How do I relate to my worldview?

     “A paradigm, most simply, is both a model of and a template for reality. Complementary terms include ‘belief system’ and ‘worldview.’ Just as a fish cannot breathe outside of the water it swims in, so an individual operating within a paradigm is subject to the illusion that the paradigm represents the whole of reality. But no paradigm does. All models of reality, no matter how complex, are bound to leave out some aspects of the ‘reality’ they are attempting to model. Many paradigms come to constitute relatively closed conceptual systems that discount or exclude incompatible information, regardless of its potential validity within another paradigm. In the Structure of Scientific Revolutions (1970), philosopher Thomas Kuhn demonstrated that, far from being an accurate model of reality, the most a paradigm can be is a set of beliefs about the nature of an ultimately unknowable universe.

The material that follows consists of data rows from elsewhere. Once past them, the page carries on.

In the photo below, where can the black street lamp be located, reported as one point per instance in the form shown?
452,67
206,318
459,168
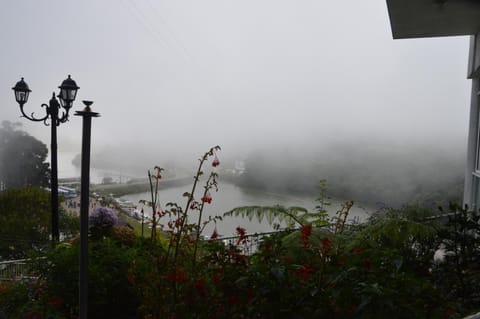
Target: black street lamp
68,92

     The limitations of paradigms are counterbalanced by their advantages: paradigms provide clear conceptual models that facilitate one’s movement in the world. In acting not only as models of – but also as templates for – reality, paradigms enable us to behave in organized ways, to take action that make sense under a given set of principles. ‘To paradigm,’ if you will, is to create the world through the story we tell about it. We then can live as cultural beings in the organized and coherent paradigmatic world we have created. We cannot live without paradigms. But we can learn to be conscious and aware of how they influence our thoughts and shape our experience, to understand that they open some possibilities while closing others. That awareness can bring a rare kind of freedom – the freedom to ‘think beyond.’
     Davis-Floyd R, St. John G. “From doctor to healer. The transformative journey.” Rutgers University Press, London, 1998.
     You first have to realize that you're in a box, before you can think outside the box.